From: Tobias Oetiker (oetiker@ee.ethz.ch)
Date: Tue Jan 13 2004 - 02:38:00 EST
Summary: How to figure what my Solaris Kernel does
Usual Suspects
--------------
* It is serving NFS ... this can use a lot of CPU. Make sure you
are running version 3.
* A fast (Gigabit) interface can almost fill a cpu if it is busy
* It is swapping. If the kernel runs out of memory it will spend most of its
time moving pages back and forth between disk and ram.

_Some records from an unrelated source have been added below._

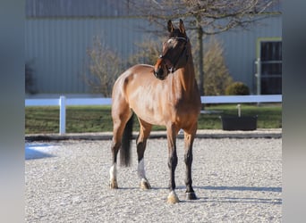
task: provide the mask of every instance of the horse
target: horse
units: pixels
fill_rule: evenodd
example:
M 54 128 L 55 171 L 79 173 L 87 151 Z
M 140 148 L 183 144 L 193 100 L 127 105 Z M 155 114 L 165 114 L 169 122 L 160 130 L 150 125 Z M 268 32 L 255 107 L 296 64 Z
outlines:
M 170 170 L 169 194 L 166 202 L 180 200 L 175 193 L 174 172 L 178 159 L 176 136 L 184 132 L 184 162 L 186 166 L 186 199 L 195 200 L 192 188 L 192 145 L 200 112 L 200 95 L 195 78 L 191 45 L 182 20 L 174 28 L 167 22 L 168 39 L 163 43 L 162 54 L 154 66 L 137 64 L 119 76 L 112 92 L 113 139 L 112 166 L 109 170 L 110 188 L 118 188 L 117 153 L 121 164 L 130 165 L 132 117 L 136 114 L 140 131 L 136 138 L 138 176 L 140 188 L 150 189 L 145 173 L 144 153 L 152 125 L 166 126 Z

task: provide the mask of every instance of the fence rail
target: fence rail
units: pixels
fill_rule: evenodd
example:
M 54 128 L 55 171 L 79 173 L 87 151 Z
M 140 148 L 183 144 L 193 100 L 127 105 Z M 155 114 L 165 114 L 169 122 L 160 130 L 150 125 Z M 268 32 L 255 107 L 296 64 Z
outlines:
M 200 100 L 202 103 L 282 103 L 282 95 L 201 96 Z M 111 103 L 111 98 L 66 98 L 60 96 L 59 99 L 25 99 L 25 106 L 59 106 L 59 134 L 61 135 L 66 132 L 67 105 L 110 105 Z

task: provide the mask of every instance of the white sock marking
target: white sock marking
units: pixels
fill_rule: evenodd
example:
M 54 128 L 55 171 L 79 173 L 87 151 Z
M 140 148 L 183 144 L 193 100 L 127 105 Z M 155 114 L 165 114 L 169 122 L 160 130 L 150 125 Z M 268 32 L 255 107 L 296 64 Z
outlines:
M 143 159 L 138 163 L 138 176 L 140 177 L 140 178 L 146 178 L 146 172 L 144 169 L 144 161 Z
M 109 169 L 109 177 L 111 181 L 117 178 L 117 168 L 115 163 Z

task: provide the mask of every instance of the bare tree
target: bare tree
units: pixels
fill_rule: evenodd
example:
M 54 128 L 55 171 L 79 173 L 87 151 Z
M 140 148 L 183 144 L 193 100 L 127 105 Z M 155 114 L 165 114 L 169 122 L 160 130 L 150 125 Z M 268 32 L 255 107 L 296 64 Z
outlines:
M 279 14 L 280 0 L 128 0 L 134 15 L 165 26 L 167 20 L 182 18 L 188 29 L 195 30 L 198 41 L 198 70 L 200 95 L 204 93 L 203 37 L 229 29 L 248 28 L 251 23 Z
M 143 42 L 136 43 L 139 48 L 138 53 L 132 55 L 128 63 L 134 65 L 137 63 L 154 64 L 157 59 L 157 55 L 160 54 L 162 39 L 146 37 Z

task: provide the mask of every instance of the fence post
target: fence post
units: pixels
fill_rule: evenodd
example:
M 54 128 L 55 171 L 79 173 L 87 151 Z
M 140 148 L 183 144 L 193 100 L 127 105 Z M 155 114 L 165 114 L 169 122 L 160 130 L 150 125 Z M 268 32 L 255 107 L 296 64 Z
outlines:
M 261 61 L 260 58 L 257 58 L 256 60 L 257 65 L 257 95 L 261 95 Z
M 66 103 L 65 96 L 60 96 L 59 105 L 60 105 L 60 135 L 66 133 Z

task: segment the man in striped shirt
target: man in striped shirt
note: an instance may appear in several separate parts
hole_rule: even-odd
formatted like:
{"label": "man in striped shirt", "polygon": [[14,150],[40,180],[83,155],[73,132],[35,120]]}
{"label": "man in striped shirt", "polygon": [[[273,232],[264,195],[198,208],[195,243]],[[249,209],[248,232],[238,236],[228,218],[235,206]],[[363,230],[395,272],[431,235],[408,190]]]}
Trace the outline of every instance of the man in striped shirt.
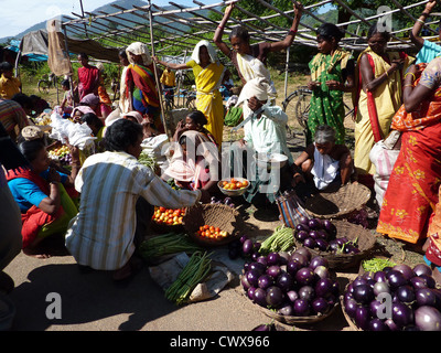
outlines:
{"label": "man in striped shirt", "polygon": [[14,100],[0,98],[0,122],[13,141],[20,131],[29,125],[24,109]]}
{"label": "man in striped shirt", "polygon": [[[142,240],[136,235],[137,217],[151,220],[154,205],[192,206],[202,195],[198,190],[173,190],[139,163],[141,142],[141,125],[117,120],[106,131],[107,151],[87,158],[75,181],[80,204],[66,234],[66,247],[78,265],[114,270],[115,280],[130,277],[139,265],[133,255]],[[140,202],[148,207],[139,207]],[[150,212],[137,214],[141,208]]]}

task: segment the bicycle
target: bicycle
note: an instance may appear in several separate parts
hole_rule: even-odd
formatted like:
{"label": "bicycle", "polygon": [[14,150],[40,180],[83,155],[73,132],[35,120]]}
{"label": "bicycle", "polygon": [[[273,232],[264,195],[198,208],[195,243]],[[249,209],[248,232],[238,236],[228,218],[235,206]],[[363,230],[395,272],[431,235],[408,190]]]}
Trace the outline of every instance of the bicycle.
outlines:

- run "vmstat 5" the sr (scan rate) column should be very low (<100) this
means the system is not scanning for free memory pages
- It may make sense to have a lot of swap space configured, as Solaris
does conservative memory allocation. When a process forks it
will immediately allocate all the memory necessary even though
it does not use it. Solaris does "copy on write" so why not
have this extra memory allocated in swap instead of real ram,
assuming it is never going to be used anyway. (correct me if I
am wrong here.)
* It is forking ... this does not have to be a real fork bomb, but just some
process quitting and being restarted immediately. Pidentd running
non multi-threaded may be such a software. Some cgi process could
also be it. This is detectable by looking at the 'last process
id' with a tool like top.
* It is running veritas volume manager and a disk has failed.
Useful Tools
------------
* lockstat
lockstat -gkIW sleep 60
gives a 60 second profile of the kernel
* iftop
http://www.ex-parrot.com/~pdw/iftop
will show which box is sending how much traffic through your interface
* se toolkit
www.setoolkit.com
virtual adrian may be able to give some hints onto where the performance
issues lie
* prstat
prstat -m
will show user vs system time for each process, so if it is a process
causing the problem it should show here
* truss
truss -c -p PID
can help to identify which system calls a problematic process is spending
its time on. A summary is printerd on ctrl-c
* iostat
iostat -xnP 30 30
shows where the system is writing and reading data and how much
* vmstat
vmstat 5
shows paging activity (check the sr column)
* kstat
Displays kernel statistics. Did not get any useful hints on what could be
discovered here ... but sure gives a lot of numbers
* prex
prex -k
Part of the solaris tracing architecture. Note, that this will just open
a shell where you are expected to enter commands to activate the tracing. I got
the following example ... (reading the output is another issue)
# prex -k 1)
Type "help" for help ...
prex> buffer alloc 10m 2)
Buffer of size 10485760 bytes allocated
prex> enable $all 3)
prex> trace $all 4)
prex> ktrace on 5)
... wait a bit ...
prex> ktrace off
prex> untrace $all
prex> disable $all
prex> quit
# tnfxtract ./tnf.result 6)
# prex -k
Type "help" for help ...
prex> buffer dealloc 7)
prex> quit
# tnfdump ./tnf.result 8)
1) Issue prex command with kernel trace mode
2) You should allocate kernel in-core buffer to trace kernel activity.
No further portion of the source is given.